Hacking was a must-read for me because it addresses so many important issues to mental and physical health: metabolic syndrome, consumerism, and their common fuel of addiction. As much as I wanted to love the book, though, and hasten to recommend it, it’s riven with problems. Lustig is an inconsistent author, at times so breezy and quick with pop culture references as to undermine what should be a sober and earnest call to arms, and at others employing so convoluted a sentence structure that a reader has to circle the block a few times to parse what’s being said. The casualness is far more pervasive, though, which diminished the book’s credibility — especially when it marks not just style, but treatment of subjects outside biochemistry. There are outright mistakes (referring to Obamacare as something that had been done away with, referring to Trump as the first populist president, mischaracterizing agape as religious zeal) and a general cavalierness even within his stronger beat. For instance, when remarking on how cigarettes were once promoted as a curative for obesity, he treats this merely as addiction transference despite nicotine’s known effect as an appetite suppressant. As much as I loved the topic and respected Lustig’s goal (and agreed with his prescription, limited as it was), the book read as messy.
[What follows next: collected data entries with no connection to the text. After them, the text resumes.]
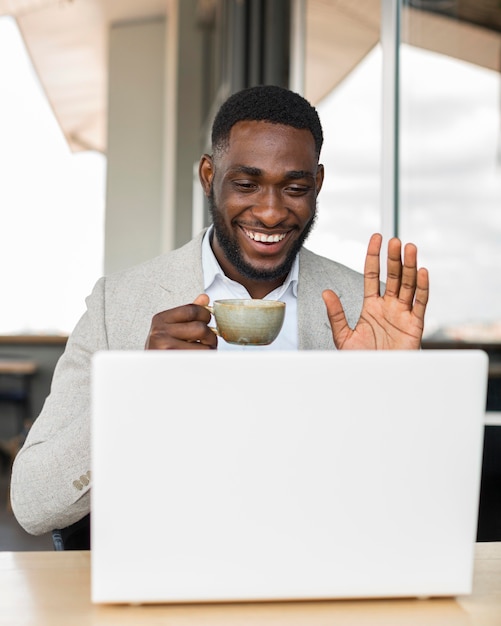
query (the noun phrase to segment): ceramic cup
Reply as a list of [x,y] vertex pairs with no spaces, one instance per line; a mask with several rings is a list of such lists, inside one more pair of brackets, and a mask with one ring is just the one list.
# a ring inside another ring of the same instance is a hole
[[215,300],[205,307],[216,320],[212,330],[228,343],[266,346],[282,328],[285,303],[277,300]]

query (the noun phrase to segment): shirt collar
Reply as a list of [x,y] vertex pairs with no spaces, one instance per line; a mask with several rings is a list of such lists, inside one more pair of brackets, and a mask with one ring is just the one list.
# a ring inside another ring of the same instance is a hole
[[[210,245],[211,233],[213,230],[211,226],[204,235],[202,241],[202,269],[204,273],[204,291],[207,291],[209,287],[214,283],[217,277],[224,277],[225,273],[221,269],[221,266],[216,259],[214,252]],[[296,255],[292,264],[291,270],[287,275],[283,285],[279,287],[280,293],[285,293],[289,287],[292,287],[292,293],[297,297],[297,281],[299,278],[299,254]]]

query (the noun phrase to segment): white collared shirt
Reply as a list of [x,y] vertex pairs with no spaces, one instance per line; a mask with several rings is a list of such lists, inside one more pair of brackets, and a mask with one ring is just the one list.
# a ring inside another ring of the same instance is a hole
[[[214,300],[226,298],[250,298],[247,289],[228,278],[219,265],[210,245],[210,232],[205,233],[202,242],[202,269],[204,273],[204,293],[211,304]],[[285,302],[285,319],[280,334],[268,346],[237,346],[227,343],[218,337],[219,350],[297,350],[297,280],[299,276],[299,258],[296,256],[291,271],[285,282],[271,291],[264,300],[280,300]]]

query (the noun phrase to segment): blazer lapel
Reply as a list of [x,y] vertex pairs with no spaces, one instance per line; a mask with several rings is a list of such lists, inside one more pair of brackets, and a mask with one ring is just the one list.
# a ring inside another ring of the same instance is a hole
[[203,292],[202,239],[205,232],[169,253],[168,266],[162,266],[157,275],[158,284],[164,292],[163,301],[186,304]]
[[300,350],[334,350],[332,332],[322,291],[328,280],[315,255],[303,248],[299,253],[297,321]]

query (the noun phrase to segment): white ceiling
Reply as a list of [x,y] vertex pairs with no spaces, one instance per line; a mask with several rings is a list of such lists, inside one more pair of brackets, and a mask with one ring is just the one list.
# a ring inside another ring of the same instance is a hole
[[378,43],[381,0],[308,0],[305,96],[332,91]]
[[16,18],[72,151],[106,150],[111,23],[165,15],[169,0],[0,0]]
[[[110,24],[166,15],[171,0],[0,0],[17,20],[72,151],[106,151]],[[200,8],[203,8],[203,0]],[[306,96],[337,85],[379,38],[380,0],[308,0]],[[209,2],[210,4],[210,2]]]

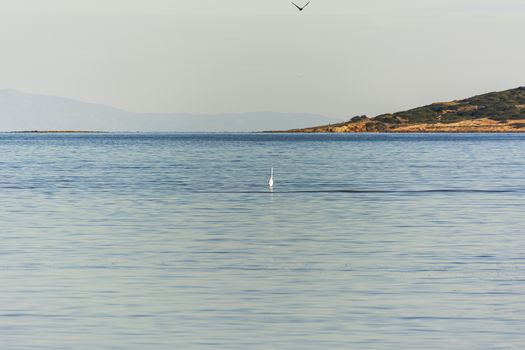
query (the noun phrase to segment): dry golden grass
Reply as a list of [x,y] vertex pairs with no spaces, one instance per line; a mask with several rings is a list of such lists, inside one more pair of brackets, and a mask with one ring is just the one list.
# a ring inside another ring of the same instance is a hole
[[525,120],[497,122],[491,119],[465,120],[456,123],[413,124],[395,128],[393,132],[525,132]]
[[421,124],[401,124],[399,126],[381,125],[364,120],[357,123],[347,123],[343,125],[324,125],[313,128],[295,129],[290,132],[333,132],[333,133],[359,133],[359,132],[407,132],[407,133],[445,133],[445,132],[525,132],[525,120],[509,120],[508,122],[498,122],[492,119],[465,120],[456,123],[421,123]]

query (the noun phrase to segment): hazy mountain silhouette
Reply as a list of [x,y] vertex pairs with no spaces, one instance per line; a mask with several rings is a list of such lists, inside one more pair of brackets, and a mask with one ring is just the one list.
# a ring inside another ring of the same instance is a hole
[[64,97],[0,90],[0,130],[262,131],[340,122],[307,113],[133,113]]

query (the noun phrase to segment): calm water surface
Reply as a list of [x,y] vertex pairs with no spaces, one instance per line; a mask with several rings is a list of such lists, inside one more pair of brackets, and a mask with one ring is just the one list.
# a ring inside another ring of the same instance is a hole
[[0,134],[0,155],[0,349],[525,348],[525,135]]

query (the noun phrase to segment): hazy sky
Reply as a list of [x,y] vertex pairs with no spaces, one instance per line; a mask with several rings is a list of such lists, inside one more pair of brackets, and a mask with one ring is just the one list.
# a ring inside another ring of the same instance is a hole
[[0,0],[0,87],[347,119],[525,85],[524,28],[523,0]]

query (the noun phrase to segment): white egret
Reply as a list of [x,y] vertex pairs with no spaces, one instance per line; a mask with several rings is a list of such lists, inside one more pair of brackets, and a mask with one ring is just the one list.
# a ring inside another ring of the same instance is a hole
[[270,172],[270,178],[268,179],[268,187],[272,188],[273,187],[273,168]]

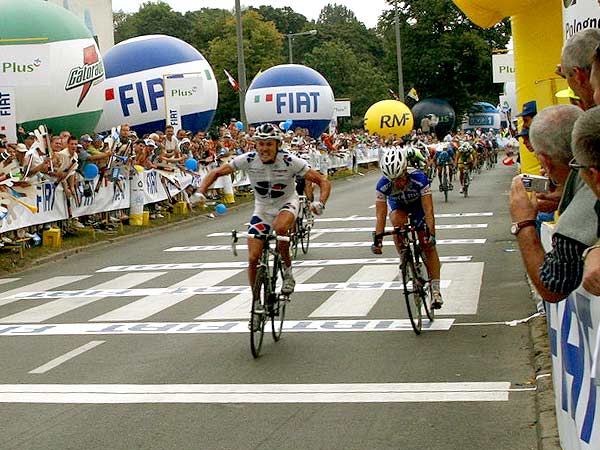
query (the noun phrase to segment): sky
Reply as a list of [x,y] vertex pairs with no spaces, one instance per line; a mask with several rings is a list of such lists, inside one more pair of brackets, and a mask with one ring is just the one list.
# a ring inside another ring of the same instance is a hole
[[[112,0],[113,11],[137,12],[142,3],[148,0]],[[185,13],[201,8],[222,8],[233,10],[235,0],[163,0],[171,5],[175,11]],[[290,6],[289,0],[240,0],[242,8],[246,6],[258,7],[269,5],[274,8]],[[317,20],[319,12],[328,4],[343,5],[352,10],[358,20],[368,28],[377,26],[377,20],[382,11],[391,9],[385,0],[302,0],[290,6],[294,11],[304,15],[309,20]]]

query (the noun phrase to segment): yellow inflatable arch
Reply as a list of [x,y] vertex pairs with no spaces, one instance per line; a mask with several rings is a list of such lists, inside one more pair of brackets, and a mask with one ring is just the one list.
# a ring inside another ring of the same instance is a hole
[[[557,103],[554,93],[566,82],[554,70],[563,45],[561,0],[453,0],[482,28],[511,18],[515,55],[517,104],[537,101],[538,111]],[[521,146],[525,173],[539,172],[537,159]]]

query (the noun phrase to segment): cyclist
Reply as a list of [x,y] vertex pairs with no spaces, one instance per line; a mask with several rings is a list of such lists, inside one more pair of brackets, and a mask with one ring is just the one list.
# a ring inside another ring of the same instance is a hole
[[460,179],[460,193],[463,193],[464,185],[465,185],[465,166],[468,166],[470,170],[475,168],[475,163],[477,161],[477,153],[468,142],[463,142],[460,147],[458,147],[458,171],[459,171],[459,179]]
[[[383,177],[376,188],[375,233],[381,234],[385,229],[388,205],[392,211],[390,220],[394,227],[404,226],[410,214],[410,221],[417,229],[427,271],[431,277],[431,306],[440,309],[444,302],[440,292],[440,258],[435,247],[435,217],[429,180],[420,170],[409,173],[406,156],[395,149],[385,152],[380,164]],[[394,236],[396,246],[399,246],[398,239],[398,236]],[[373,244],[371,251],[380,255],[382,245],[381,241]]]
[[450,185],[448,188],[450,190],[454,189],[452,186],[452,166],[454,165],[454,148],[452,144],[443,144],[440,145],[438,150],[435,152],[435,164],[437,166],[437,174],[438,180],[440,182],[440,192],[442,189],[442,171],[445,166],[448,166],[446,170],[448,170],[448,178]]
[[[296,175],[304,176],[307,181],[319,186],[319,201],[311,203],[311,210],[316,215],[321,215],[325,209],[331,184],[319,172],[311,169],[305,160],[281,149],[283,136],[277,125],[260,125],[253,138],[256,141],[256,151],[239,155],[229,163],[208,172],[198,187],[198,195],[201,196],[201,202],[206,201],[206,191],[217,178],[236,170],[244,170],[254,191],[254,212],[248,234],[266,235],[272,228],[278,235],[284,236],[294,225],[298,214]],[[250,286],[254,286],[256,266],[263,245],[264,242],[260,239],[248,239]],[[289,242],[277,241],[277,248],[286,267],[281,292],[289,295],[296,285],[292,275]]]

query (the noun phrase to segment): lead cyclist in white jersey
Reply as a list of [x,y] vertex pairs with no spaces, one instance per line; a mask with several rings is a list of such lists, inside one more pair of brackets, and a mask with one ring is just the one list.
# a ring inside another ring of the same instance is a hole
[[[265,123],[259,126],[253,138],[256,141],[256,151],[237,156],[228,164],[206,174],[198,187],[200,201],[206,201],[206,191],[217,178],[236,170],[244,170],[250,178],[254,191],[254,212],[250,219],[248,234],[265,235],[273,229],[277,235],[286,236],[298,215],[296,176],[302,176],[305,180],[319,185],[319,201],[311,203],[311,210],[316,215],[321,215],[325,209],[331,183],[319,172],[311,169],[305,160],[281,149],[283,136],[276,125]],[[261,239],[248,239],[250,286],[254,286],[256,266],[263,245],[264,241]],[[292,275],[289,242],[277,241],[277,247],[286,267],[281,292],[289,295],[296,285]]]

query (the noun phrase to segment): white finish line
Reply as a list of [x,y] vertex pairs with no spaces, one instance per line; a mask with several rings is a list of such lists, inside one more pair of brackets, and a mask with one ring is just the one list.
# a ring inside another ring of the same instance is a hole
[[509,382],[345,384],[5,384],[0,403],[506,402]]
[[[447,213],[436,214],[439,219],[458,219],[461,217],[492,217],[493,212],[472,212],[472,213]],[[348,217],[323,217],[315,219],[315,222],[355,222],[357,220],[375,220],[375,216],[348,216]]]
[[[450,280],[442,280],[441,287],[450,286]],[[410,288],[410,283],[408,285]],[[403,290],[404,286],[400,281],[364,281],[364,282],[341,282],[341,283],[300,283],[297,284],[294,292],[326,292],[339,290],[360,290],[368,291],[371,289],[392,289]],[[158,295],[213,295],[213,294],[247,294],[252,292],[249,286],[183,286],[178,288],[133,288],[133,289],[83,289],[78,291],[39,291],[39,292],[21,292],[15,294],[13,299],[19,300],[41,300],[49,298],[60,298],[68,300],[69,298],[81,299],[100,299],[103,297],[142,297]],[[63,302],[68,303],[68,302]],[[26,310],[27,311],[27,310]],[[25,312],[26,312],[25,311]],[[21,318],[21,316],[19,316]],[[6,317],[1,321],[6,321]]]
[[[485,244],[486,239],[437,239],[436,245],[467,245],[467,244]],[[310,248],[353,248],[370,247],[373,241],[365,242],[311,242]],[[384,246],[393,246],[393,241],[384,241]],[[238,250],[247,250],[246,245],[238,245]],[[189,247],[171,247],[165,252],[209,252],[209,251],[231,251],[231,245],[196,245]]]
[[[440,262],[469,262],[472,256],[440,256]],[[398,264],[398,258],[357,258],[357,259],[307,259],[293,261],[294,267],[326,267],[367,264]],[[199,270],[199,269],[237,269],[248,267],[247,261],[226,261],[209,263],[164,263],[135,264],[130,266],[109,266],[96,272],[147,272],[152,270]]]
[[[247,313],[248,316],[250,313]],[[423,320],[424,331],[448,331],[454,319]],[[286,320],[286,333],[332,333],[369,331],[411,331],[408,319],[381,320]],[[0,326],[3,336],[85,336],[125,334],[229,334],[248,333],[248,321],[230,322],[138,322],[58,323]]]
[[29,371],[29,373],[35,373],[35,374],[46,373],[49,370],[52,370],[55,367],[60,366],[62,363],[65,363],[65,362],[69,361],[70,359],[73,359],[76,356],[81,355],[82,353],[85,353],[88,350],[91,350],[93,348],[98,347],[101,344],[104,344],[104,342],[105,341],[88,342],[87,344],[82,345],[81,347],[78,347],[75,350],[72,350],[68,353],[65,353],[62,356],[59,356],[58,358],[53,359],[52,361],[44,364],[43,366],[38,367],[37,369],[33,369],[33,370]]

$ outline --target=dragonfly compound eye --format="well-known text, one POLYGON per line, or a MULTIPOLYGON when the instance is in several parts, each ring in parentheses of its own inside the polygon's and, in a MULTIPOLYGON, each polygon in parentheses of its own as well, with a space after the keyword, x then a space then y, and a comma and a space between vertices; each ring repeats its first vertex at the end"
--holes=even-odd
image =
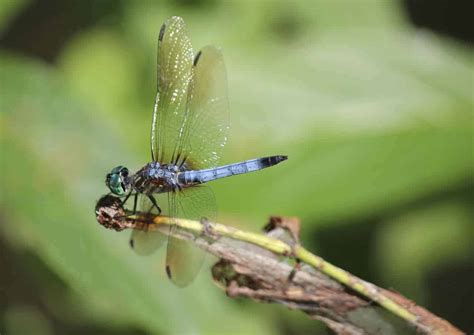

It wasn’t the forceful, clear argument that the author delivered in his original “Sugar” lecture, and that the subject merited. Even so, it’s worth your time if you, like me, are concerned about how the western way of eating, and the compulsive nature of consumption (of stuff, of The News, etc), destroy people’s health.
Related:
Salt, Sugar, Fat: How the Food Giants Tricked Us, Michael Moss
Drunk Flies and Stoned Dolphins: A Trip Through the World of Animal Intoxication, One R. Pagan
Affluenza: The All-Consuming Epidemic, various
The Year of No Sugar, Eve Schaub
The Obesity Code, Jason Fung
Spark: Exercise and the Brain, Jason Ratey
Dreamland: The True Tale of America’s Opiod Epidemic, Sam Quinones
Why We Get Fat, Gary Taubes
American Mania: When More Isn’t Enough, Peter Whybrow
Such a big let down!
Yeaeaah, On the bright side it checked off one of the categories in my science survey. Going to complete it this month, I think. 😀 Whybrow (American Mania) has done a book called “The Well Tuned Brain”. He’s the one who made me interested in the neurology of consumerism, so I’m looking forward to that one in a few months.
The science of Consumerism is pretty interesting, especially when it alerts you to the tricks businesses use to get your attention and get you to open your wallet. Such useful knowledge to avoid their false temptations (mostly).